8. In the fall of 2005 and winter of 2006 the author submitted a questionnaire “The Graduate School: Its Responsibilities And Functions; a Questionnaire” to the Deans of twelve Canadian universities (University of Toronto, McGill University, University of British Columbia, Université de Montréal, the University of Alberta, Université Laval, University of Calgary, University of Ottawa, University of Western Ontario, York University, Queen's University, and McMaster University). The rate of response was 100 per cent. The information presented in the following paragraphs details the roles and functions of these Graduate Schools as of the winter of 2006, and are based on the data collected through this questionnaire, which in some cases has been followed up by personal exchanges and interviews with a number of Deans in order to clarify more specific points. Since then, to our knowledge, two of these institutions have gone through a review process of at least part of the roles performed by their respective Graduate Schools. In one of these institutions major changes were brought to the role of the Graduate Schools with respect to interdisciplinary studies, up to then regrouped within a specific academic unit. In the second one, on the basis of arguable decentralisation policies (for a discussion of the irrelevant decentralisation policies within research universities see below), crucial roles of the Graduate Schools pertaining to academic issues (admissions, programmes, and degrees) are in the process of being transferred to basic academic units, while the Graduate School keeps its function of institutional leadership for graduate studies. Overall, these changes do not modify the global major trends detailed in the following pages with respect to Canadian Graduate Schools' roles and functions.

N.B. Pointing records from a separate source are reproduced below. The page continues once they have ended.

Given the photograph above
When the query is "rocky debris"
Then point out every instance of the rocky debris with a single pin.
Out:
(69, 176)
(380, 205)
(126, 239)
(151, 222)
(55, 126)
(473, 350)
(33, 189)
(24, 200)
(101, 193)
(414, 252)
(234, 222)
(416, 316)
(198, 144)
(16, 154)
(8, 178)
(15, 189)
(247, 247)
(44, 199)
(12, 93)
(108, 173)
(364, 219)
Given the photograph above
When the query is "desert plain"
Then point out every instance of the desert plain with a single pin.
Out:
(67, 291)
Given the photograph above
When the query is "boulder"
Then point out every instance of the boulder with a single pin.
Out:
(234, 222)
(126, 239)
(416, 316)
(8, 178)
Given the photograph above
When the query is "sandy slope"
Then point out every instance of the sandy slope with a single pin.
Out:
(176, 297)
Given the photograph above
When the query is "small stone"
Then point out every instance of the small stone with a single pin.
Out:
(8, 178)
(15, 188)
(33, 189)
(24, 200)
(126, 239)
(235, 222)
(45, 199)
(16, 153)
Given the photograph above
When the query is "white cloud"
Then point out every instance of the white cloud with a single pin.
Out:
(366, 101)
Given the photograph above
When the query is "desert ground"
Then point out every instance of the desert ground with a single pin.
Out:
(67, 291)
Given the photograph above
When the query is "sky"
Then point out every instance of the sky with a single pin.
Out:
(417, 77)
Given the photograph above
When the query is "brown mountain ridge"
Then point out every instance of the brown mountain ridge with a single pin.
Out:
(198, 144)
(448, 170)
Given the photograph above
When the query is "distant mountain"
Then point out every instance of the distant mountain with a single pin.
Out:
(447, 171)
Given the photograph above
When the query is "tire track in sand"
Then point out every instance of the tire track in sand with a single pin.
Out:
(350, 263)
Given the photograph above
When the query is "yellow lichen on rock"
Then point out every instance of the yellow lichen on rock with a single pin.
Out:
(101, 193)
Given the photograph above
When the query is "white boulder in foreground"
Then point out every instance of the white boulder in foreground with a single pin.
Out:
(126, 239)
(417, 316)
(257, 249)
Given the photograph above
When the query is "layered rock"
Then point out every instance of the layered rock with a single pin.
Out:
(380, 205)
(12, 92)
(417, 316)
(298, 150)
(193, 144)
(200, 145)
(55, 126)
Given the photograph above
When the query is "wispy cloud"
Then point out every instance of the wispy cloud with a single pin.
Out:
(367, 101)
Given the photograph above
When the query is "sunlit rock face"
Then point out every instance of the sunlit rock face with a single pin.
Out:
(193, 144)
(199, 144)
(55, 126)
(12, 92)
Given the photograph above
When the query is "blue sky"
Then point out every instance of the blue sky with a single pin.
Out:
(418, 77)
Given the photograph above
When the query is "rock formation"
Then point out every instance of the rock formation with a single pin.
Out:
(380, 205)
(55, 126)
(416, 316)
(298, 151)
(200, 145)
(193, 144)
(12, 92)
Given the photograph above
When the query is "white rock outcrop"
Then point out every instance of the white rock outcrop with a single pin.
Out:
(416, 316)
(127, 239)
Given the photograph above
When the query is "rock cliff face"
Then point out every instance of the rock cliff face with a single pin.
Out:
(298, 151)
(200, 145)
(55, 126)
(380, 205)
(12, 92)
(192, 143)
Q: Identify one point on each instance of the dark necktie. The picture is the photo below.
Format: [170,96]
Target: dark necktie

9. Actually, to highlight the crucial importance of this function in their overall institutional mandate, some Graduate Schools were recently renamed Graduate and Post‐doctoral Studies Faculty.

10. Within some North American Universities Deans of Graduate Studies will also serve as Vice‐principals Research. This trend though seems to be less frequent than it was before which might have to do with more complex functions a Vice‐principal Research would have to assume in a context where university research is more and more now open to patents ownership and intellectual property rights exercised by Universities.

11. In the fall of 2001 the Canadian Association for Graduate Studies (CAGS) (the equivalent of the American Council of Graduate Schools), the members of which are Graduate Studies academic leaders within Canadian Universities, Graduate Student Associations and Research funding Agencies, held an international conference on the future of graduate studies in Montreal. A CAGS's (Citation2001) publication, Brave New Worlds, Graduate Education for the 21st Century, presents the main outcomes of this conference. Hence, the most important challenges and required innovations for twenty‐first century graduate education were identified.